Eric Schmidt, CEO of Google, believes passionately that the United States needs more skilled foreign workers. He has long advocated increasing the number of so-called H-1B visas, which allow those workers to come to the U.S. for several years and, in many cases, work for lower wages than current employees. Schmidt is frustrated that Congress hasn't done as he and other tech moguls want.
"In the long list of stupid policies of the U.S. government, I think our attitude toward immigration has got to be near the top," Schmidt said during a recent appearance at the American Enterprise Institute in Washington. "Everyone actually agrees that there should be more H-1B visas in order to create more tech, more science, more analytical jobs. Everyone agrees, in both parties."
The Eric Schmidt pleading for more foreign workers is the same Eric Schmidt who boasts of turning away thousands upon thousands of job seekers who apply for a few prized positions at Google. For example, at an appearance in Cleveland last October to promote his book, "How Google Works," Schmidt explained that his company receives at least 1,000 applications for every job opening. "The good news is that we have computers to do the initial vetting," Schmidt explained, according to an account in the Cleveland Plain Dealer.
Other tech leaders join Schmidt in calling for more foreign workers. Some companies are actually lobbying for more H-1Bs and laying off American staff at the same time. For example, last year Microsoft announced the layoff of 18,000 people at the very moment it was pushing Congress for more guest worker visas.
Given all that, there's not quite the unanimous agreement on the need for more foreign workers that Schmidt claims. At a recent hearing before the Senate Judiciary Committee, a number of experts testified that the H-1B program, so sought-after by CEOs, is being abused to harm American workers.
Ron Hira, a Howard University professor and author of the book "Outsourcing America," told the story of Southern California Edison, which recently got rid of 500 IT employees and replaced them with a smaller force of lower-paid workers brought in from overseas through the H-1B program.

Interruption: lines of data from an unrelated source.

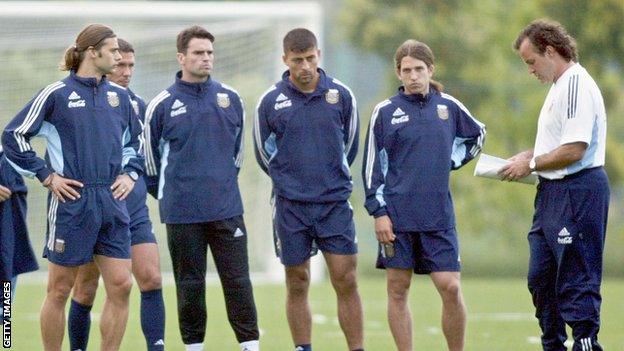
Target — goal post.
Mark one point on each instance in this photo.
(248, 50)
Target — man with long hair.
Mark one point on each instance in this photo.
(415, 139)
(144, 250)
(92, 146)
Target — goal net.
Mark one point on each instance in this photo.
(247, 57)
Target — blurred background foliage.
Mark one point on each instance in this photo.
(472, 41)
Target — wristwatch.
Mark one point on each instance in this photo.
(532, 164)
(133, 175)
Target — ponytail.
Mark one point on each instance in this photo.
(92, 36)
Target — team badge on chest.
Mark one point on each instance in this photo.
(113, 98)
(223, 100)
(443, 112)
(332, 96)
(135, 106)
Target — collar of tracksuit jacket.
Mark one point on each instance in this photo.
(321, 86)
(418, 98)
(88, 82)
(193, 89)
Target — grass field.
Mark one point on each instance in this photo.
(500, 317)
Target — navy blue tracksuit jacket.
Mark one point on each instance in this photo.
(306, 142)
(91, 132)
(412, 144)
(194, 137)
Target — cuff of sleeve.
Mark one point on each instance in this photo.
(576, 139)
(129, 168)
(382, 211)
(43, 174)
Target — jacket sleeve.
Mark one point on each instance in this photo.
(264, 139)
(469, 137)
(374, 167)
(154, 118)
(25, 125)
(132, 157)
(351, 128)
(239, 149)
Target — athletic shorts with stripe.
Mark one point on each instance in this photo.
(300, 226)
(424, 252)
(94, 224)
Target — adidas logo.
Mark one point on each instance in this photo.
(281, 97)
(564, 237)
(238, 233)
(177, 104)
(398, 112)
(402, 119)
(177, 108)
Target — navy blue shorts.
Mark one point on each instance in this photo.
(302, 226)
(424, 252)
(141, 230)
(94, 224)
(16, 254)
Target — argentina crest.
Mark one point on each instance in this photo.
(223, 100)
(113, 98)
(135, 106)
(443, 112)
(332, 96)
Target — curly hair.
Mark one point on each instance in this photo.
(542, 33)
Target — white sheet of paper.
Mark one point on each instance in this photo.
(488, 167)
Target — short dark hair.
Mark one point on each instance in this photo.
(543, 32)
(124, 46)
(189, 33)
(299, 40)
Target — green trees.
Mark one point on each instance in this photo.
(472, 41)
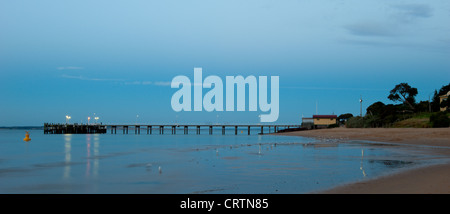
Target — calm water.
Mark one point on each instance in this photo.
(188, 163)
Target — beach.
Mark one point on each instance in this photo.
(433, 179)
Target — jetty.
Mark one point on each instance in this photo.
(51, 128)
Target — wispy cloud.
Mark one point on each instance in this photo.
(88, 78)
(334, 88)
(70, 68)
(371, 29)
(414, 10)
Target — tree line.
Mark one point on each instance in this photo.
(379, 114)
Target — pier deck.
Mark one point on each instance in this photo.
(160, 128)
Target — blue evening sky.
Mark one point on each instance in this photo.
(117, 58)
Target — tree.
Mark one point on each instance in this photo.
(435, 105)
(344, 117)
(404, 92)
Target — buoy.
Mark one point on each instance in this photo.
(27, 137)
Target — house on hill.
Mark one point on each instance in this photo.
(442, 98)
(323, 121)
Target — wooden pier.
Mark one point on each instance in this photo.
(160, 128)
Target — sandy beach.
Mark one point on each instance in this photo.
(433, 179)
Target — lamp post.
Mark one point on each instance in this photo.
(360, 108)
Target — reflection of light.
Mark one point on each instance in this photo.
(88, 151)
(96, 153)
(68, 157)
(361, 167)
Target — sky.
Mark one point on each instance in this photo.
(116, 59)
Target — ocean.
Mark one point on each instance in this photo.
(185, 164)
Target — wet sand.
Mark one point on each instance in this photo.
(434, 179)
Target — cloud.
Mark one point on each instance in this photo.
(70, 68)
(371, 29)
(414, 10)
(88, 78)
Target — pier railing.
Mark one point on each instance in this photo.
(50, 128)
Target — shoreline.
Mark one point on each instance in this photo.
(429, 179)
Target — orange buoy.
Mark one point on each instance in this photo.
(27, 137)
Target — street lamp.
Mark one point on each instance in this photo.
(360, 108)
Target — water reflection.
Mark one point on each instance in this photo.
(67, 156)
(362, 160)
(95, 148)
(96, 154)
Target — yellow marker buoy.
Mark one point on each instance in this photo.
(27, 137)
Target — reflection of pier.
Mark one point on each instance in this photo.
(102, 129)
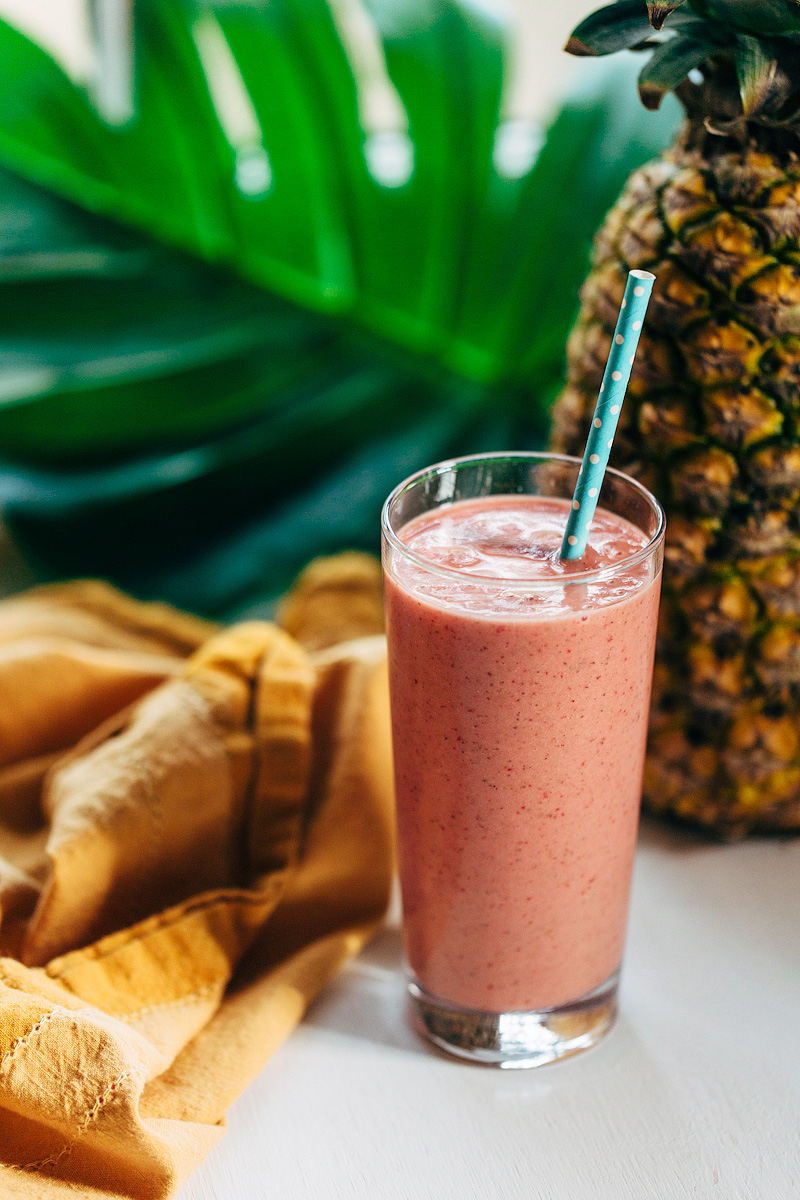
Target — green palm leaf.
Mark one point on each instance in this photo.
(349, 262)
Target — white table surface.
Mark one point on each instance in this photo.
(696, 1093)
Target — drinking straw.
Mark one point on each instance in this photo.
(609, 402)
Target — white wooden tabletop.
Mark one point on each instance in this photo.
(696, 1093)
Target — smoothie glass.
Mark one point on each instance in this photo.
(519, 712)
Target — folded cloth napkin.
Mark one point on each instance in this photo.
(194, 835)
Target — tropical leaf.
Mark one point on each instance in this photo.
(366, 269)
(618, 27)
(669, 64)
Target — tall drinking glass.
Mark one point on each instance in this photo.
(519, 694)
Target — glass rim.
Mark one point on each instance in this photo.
(517, 585)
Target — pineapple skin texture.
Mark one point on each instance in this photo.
(711, 425)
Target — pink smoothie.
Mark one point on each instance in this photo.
(519, 729)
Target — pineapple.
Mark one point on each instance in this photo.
(711, 423)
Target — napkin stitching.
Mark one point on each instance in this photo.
(86, 1120)
(173, 1003)
(24, 1038)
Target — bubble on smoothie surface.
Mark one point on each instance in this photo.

The original employees were making an average of about $110,000 a year, Hira testified; the replacements were brought to Southern California Edison by outsourcing firms that pay an average of between $65,000 and $75,000.

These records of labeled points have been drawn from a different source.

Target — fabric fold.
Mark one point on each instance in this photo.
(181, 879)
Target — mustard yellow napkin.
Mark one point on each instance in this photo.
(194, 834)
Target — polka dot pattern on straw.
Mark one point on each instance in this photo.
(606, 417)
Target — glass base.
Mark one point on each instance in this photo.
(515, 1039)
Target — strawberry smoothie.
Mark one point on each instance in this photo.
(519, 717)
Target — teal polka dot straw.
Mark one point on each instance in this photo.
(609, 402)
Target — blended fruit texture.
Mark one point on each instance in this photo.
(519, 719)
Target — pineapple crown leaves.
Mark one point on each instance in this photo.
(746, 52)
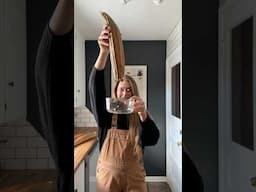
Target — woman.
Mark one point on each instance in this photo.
(121, 137)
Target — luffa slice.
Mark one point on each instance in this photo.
(116, 48)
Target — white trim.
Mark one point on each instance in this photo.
(156, 179)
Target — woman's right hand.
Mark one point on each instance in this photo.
(103, 39)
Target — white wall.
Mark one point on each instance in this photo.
(173, 124)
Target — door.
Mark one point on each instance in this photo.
(173, 121)
(15, 59)
(237, 96)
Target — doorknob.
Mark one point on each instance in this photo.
(11, 84)
(253, 181)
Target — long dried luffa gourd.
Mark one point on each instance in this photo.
(116, 48)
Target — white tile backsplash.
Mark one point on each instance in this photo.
(38, 163)
(36, 142)
(22, 147)
(26, 153)
(14, 164)
(43, 153)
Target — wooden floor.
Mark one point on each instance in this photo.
(45, 181)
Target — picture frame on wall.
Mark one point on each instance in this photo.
(176, 90)
(139, 74)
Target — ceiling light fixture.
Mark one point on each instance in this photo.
(157, 2)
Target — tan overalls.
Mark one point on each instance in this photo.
(119, 169)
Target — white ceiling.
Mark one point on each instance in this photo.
(137, 20)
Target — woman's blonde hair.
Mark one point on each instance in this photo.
(134, 119)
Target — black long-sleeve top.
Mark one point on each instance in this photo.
(149, 133)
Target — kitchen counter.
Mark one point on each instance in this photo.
(84, 141)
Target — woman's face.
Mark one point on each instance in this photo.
(124, 90)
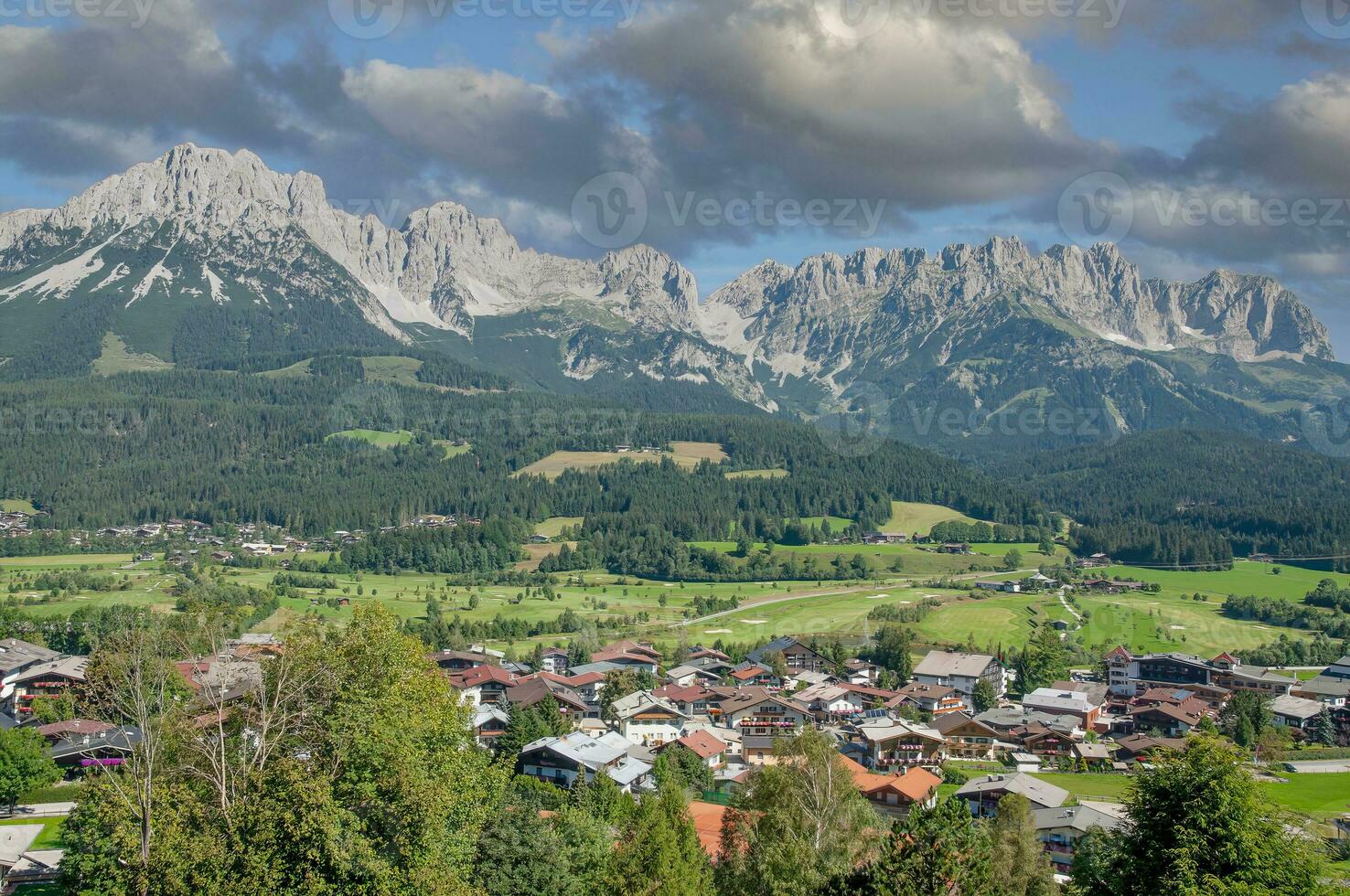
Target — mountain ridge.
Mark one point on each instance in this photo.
(209, 257)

"To add insult to injury," Hira said, "SCE forced its American workers to train their H-1B replacements as a condition of receiving their severance packages."
Hira testified that such situations are not unusual. And on the larger issue of whether there is, as many tech executives claim, a critical shortage of labor in what are called the STEM fields -- science, technology, engineering and math -- another professor, Hal Salzman of Rutgers, testified that the shortage simply does not exist.

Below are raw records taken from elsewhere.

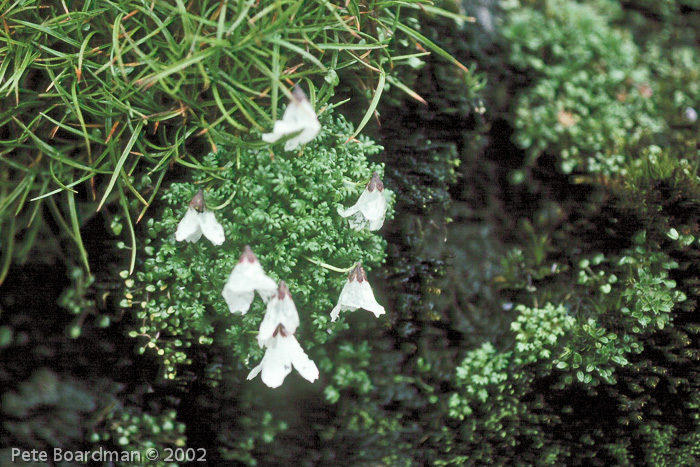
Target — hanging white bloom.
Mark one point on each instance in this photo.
(284, 352)
(357, 293)
(370, 208)
(299, 117)
(281, 311)
(246, 278)
(198, 221)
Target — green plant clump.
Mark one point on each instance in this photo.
(282, 205)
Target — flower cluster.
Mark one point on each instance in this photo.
(198, 221)
(282, 349)
(276, 335)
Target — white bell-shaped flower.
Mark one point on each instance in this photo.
(284, 352)
(198, 221)
(281, 311)
(246, 278)
(370, 208)
(357, 293)
(299, 117)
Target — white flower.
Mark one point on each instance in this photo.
(357, 293)
(299, 117)
(370, 208)
(283, 352)
(198, 221)
(246, 278)
(281, 311)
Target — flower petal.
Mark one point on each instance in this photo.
(356, 295)
(281, 311)
(299, 117)
(276, 364)
(211, 228)
(247, 276)
(335, 312)
(301, 362)
(189, 229)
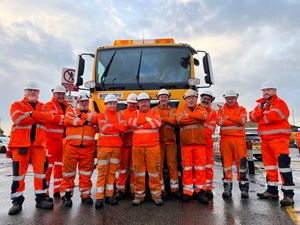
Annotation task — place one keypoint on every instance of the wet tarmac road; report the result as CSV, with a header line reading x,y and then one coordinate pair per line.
x,y
173,212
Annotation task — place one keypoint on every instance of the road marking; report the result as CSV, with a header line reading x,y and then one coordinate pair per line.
x,y
293,213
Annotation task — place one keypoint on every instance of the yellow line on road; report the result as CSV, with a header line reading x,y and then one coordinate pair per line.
x,y
293,214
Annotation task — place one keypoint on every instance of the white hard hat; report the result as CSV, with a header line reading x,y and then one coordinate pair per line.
x,y
208,93
163,92
267,85
143,96
59,89
190,93
31,85
132,98
231,93
110,98
83,96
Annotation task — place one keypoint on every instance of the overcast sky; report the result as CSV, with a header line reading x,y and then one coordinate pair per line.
x,y
249,41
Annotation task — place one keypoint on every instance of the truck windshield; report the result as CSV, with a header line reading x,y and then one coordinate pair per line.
x,y
143,68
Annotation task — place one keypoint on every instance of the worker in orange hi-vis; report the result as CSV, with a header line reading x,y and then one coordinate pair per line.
x,y
27,143
126,152
272,114
210,125
111,126
168,145
191,119
55,135
145,123
79,148
232,119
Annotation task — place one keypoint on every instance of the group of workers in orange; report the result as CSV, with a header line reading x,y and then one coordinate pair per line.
x,y
135,142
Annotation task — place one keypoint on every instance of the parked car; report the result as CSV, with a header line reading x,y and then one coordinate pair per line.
x,y
3,144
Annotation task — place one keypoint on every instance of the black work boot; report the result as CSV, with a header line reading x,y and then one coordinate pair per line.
x,y
209,194
287,201
99,204
267,195
202,197
17,206
186,198
111,200
87,201
66,200
120,195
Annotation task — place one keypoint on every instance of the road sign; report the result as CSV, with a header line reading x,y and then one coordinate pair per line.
x,y
68,79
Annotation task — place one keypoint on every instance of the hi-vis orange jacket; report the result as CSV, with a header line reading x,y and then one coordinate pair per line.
x,y
81,127
191,123
167,130
273,119
55,129
111,125
127,135
23,121
232,121
145,127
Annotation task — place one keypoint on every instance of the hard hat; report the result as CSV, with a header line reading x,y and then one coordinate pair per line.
x,y
208,93
110,98
190,93
143,96
31,85
132,98
268,84
231,93
163,92
59,89
83,96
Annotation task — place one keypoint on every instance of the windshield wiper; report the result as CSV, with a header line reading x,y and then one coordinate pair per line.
x,y
138,71
104,75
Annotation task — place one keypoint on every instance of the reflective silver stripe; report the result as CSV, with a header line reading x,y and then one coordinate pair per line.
x,y
285,187
75,121
142,174
73,137
279,112
145,131
232,128
100,189
70,174
41,176
40,191
122,171
87,173
17,194
108,135
109,187
188,127
18,178
271,168
243,170
153,174
266,120
199,167
188,168
106,126
15,112
275,131
102,162
273,183
57,180
227,168
114,160
55,131
285,170
20,118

"The U.S. supply of top-performing graduates is large and far exceeds the hiring needs of the STEM industries, with only one of every two STEM graduates finding a STEM job," Salzman testified. "The guest worker supply is very large (and) it is highly concentrated in the IT industry, leading to both stagnant wages and job insecurity."
The hearing also featured Jay Palmer, a former Infosys project manager who blew the whistle on a case in which the big outsourcing firm paid $34 million in fines for worker visa violations. "I watched this on a daily basis," Palmer told the Judiciary Committee. "I sat in the offices in meetings with companies that displaced American workers only because the Americans who had been there 15 or 20 years were being paid too much money."
So not everyone agrees with Schmidt on the need for more H-1B workers. Certainly not the laid-off IT employees at Southern California Edison. And not the workers reportedly displaced by similar practices at Disney, Harley Davidson, Cargill, Pfizer and other companies. Who knows? Maybe some of those workers have been among the 1,000-plus who apply for every Google opening.
To hear the witnesses before the Senate Judiciary Committee tell it, Congress needs to act -- not to increase the number of H-1Bs but to close the loopholes that allow them to be so badly abused at such a cost to American workers. "Congress and multiple administrations have inadvertently created a highly lucrative business model of bringing in cheaper H-1B workers to substitute for Americans," Hira told the committee. "Simply put, the H-1B program has become a cheap labor program."